17) People: A majority of the expats are from the sub-continent (India, Pakistan, and Bangladesh) and GCC countries. The locals, called as Emiratis, are a friendly bunch and usually prefer to stay to themselves. But they do interact with expats professionally.
18) Tourist Places: Dubai has many tourist places, and offers you a varied experience, right from desert safaris, water parks, beaches, art, architecture, etc. Amongst other things, it has the tallest building in the world, the largest shopping centre, the tallest residential building, the tallest hotel, and the world’s largest indoor ski resort!
19) Shopping: Dubai has many malls, including one of the world’s largest (a bigger one is under construction). There are many supermarkets too that offer an international experience whether you are buying groceries or home furnishings. It is also home to Dragon mart, which is a mall in the shape of a dragon with nearly 4000 shops offering a variety of inexpensive Chinese products.

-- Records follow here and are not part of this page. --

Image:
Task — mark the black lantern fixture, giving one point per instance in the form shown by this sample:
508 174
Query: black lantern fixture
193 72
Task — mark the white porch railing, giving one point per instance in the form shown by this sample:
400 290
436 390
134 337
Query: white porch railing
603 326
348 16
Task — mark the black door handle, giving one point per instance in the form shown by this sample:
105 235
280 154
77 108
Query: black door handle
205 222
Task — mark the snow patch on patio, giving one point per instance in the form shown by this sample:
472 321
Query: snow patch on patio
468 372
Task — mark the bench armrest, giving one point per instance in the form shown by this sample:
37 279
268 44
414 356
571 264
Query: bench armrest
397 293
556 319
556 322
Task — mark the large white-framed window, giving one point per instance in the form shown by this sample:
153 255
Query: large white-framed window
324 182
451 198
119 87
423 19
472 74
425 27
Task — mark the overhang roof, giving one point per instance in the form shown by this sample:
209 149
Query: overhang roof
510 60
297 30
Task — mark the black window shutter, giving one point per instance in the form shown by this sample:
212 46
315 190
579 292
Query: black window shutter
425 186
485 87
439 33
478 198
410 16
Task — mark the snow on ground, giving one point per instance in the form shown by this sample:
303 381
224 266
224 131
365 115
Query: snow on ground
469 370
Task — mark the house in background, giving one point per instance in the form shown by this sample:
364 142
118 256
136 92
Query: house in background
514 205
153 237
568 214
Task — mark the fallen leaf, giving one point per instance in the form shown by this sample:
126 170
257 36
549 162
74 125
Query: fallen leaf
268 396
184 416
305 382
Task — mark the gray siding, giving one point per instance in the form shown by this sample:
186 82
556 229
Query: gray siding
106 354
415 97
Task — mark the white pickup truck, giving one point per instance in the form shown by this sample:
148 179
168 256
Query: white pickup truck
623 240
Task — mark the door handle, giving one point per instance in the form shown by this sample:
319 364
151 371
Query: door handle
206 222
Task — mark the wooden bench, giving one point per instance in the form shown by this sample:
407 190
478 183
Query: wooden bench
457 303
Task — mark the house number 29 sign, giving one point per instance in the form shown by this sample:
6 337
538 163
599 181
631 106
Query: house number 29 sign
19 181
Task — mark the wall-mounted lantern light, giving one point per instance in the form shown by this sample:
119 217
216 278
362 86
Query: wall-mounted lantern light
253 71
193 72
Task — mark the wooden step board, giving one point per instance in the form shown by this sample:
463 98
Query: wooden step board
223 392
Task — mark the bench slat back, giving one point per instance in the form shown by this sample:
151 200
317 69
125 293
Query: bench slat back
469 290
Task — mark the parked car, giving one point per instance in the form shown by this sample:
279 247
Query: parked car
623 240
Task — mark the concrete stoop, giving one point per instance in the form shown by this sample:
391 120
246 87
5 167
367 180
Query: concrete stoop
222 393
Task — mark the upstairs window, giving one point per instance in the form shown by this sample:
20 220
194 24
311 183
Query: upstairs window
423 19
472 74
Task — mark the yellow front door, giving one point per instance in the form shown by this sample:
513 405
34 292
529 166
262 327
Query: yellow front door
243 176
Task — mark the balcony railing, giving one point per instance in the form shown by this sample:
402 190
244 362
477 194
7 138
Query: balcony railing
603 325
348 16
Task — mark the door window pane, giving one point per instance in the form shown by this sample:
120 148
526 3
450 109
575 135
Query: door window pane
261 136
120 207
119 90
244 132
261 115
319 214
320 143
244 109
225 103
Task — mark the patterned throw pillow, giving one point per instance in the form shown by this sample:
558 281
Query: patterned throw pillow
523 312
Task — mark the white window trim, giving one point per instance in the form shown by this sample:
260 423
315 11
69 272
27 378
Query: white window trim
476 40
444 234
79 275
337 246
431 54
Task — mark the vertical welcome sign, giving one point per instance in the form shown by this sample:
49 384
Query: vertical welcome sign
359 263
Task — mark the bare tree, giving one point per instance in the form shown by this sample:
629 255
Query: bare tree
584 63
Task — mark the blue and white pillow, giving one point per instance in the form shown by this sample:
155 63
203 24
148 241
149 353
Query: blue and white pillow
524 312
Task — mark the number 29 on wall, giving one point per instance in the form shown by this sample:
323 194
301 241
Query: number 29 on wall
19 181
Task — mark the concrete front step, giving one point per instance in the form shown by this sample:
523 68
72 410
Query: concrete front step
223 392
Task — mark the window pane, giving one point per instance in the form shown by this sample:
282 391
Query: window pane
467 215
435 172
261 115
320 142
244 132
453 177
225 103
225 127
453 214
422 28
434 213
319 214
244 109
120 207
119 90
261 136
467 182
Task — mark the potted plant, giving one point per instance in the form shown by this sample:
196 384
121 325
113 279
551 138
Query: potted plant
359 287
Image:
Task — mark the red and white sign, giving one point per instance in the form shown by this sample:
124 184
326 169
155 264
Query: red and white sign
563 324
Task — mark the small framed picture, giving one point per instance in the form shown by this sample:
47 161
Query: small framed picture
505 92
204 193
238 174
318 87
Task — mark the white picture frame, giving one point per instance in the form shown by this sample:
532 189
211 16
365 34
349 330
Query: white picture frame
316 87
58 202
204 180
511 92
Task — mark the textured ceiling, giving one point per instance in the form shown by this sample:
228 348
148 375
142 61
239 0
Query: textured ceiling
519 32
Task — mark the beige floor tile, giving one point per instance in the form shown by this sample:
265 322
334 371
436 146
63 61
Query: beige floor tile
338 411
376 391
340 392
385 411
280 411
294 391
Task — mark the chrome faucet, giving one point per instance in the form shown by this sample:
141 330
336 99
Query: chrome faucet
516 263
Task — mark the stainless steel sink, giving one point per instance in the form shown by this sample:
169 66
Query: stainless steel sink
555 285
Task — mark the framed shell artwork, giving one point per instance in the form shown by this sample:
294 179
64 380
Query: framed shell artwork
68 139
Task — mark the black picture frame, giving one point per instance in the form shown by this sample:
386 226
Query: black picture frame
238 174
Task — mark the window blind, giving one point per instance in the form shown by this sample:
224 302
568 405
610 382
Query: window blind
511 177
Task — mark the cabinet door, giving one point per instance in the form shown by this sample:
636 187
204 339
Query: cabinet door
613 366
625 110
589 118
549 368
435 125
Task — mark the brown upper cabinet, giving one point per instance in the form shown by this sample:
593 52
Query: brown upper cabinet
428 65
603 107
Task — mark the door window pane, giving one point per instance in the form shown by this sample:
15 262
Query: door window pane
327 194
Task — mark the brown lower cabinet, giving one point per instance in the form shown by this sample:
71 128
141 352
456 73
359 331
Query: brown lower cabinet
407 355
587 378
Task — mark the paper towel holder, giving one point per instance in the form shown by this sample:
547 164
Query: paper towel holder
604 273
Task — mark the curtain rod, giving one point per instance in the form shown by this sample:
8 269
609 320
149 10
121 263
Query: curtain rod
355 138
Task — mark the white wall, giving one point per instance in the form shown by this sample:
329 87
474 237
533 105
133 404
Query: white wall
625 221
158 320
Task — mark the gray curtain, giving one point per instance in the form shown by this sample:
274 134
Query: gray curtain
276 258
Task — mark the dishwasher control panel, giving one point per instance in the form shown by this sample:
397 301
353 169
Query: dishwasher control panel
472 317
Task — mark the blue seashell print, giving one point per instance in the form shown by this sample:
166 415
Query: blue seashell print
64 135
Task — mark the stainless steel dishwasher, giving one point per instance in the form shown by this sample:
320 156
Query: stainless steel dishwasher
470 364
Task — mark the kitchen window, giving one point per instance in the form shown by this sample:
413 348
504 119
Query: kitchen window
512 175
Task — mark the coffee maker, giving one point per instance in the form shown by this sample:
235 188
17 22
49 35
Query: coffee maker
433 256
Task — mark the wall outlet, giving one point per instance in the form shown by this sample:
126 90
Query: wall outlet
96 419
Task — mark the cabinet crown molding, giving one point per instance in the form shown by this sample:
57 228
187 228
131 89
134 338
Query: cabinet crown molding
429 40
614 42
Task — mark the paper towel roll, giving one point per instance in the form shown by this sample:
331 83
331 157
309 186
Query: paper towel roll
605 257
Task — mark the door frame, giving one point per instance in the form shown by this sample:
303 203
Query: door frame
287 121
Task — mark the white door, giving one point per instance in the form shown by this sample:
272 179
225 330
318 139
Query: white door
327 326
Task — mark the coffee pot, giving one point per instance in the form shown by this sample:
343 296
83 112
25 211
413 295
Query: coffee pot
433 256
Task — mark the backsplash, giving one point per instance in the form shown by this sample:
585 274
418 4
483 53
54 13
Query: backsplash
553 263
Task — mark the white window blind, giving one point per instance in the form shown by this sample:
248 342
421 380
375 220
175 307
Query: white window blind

20) Medical Expenses: Employers in Dubai have to compulsorily offer medical insurance. Also, the last few years has seen great development in medical infrastructure in Dubai.
21) Holidays: Most companies follow the UAE holiday list, and work on Sundays and have weekly offs on Friday and Saturday. Depending on the company, you can adjust your leaves (expats are entitled 30 in a year) for certain holidays. Unlike India, where there is a culture of staying late at work, most people in Dubai are in the office for eight to nine hours only.
22) Fines: The big downside about Dubai is the fines. Littering or spitting can get you into trouble, and Dubai is quite apt when it comes to implementation of such laws. That is what keeps the city clean and safe!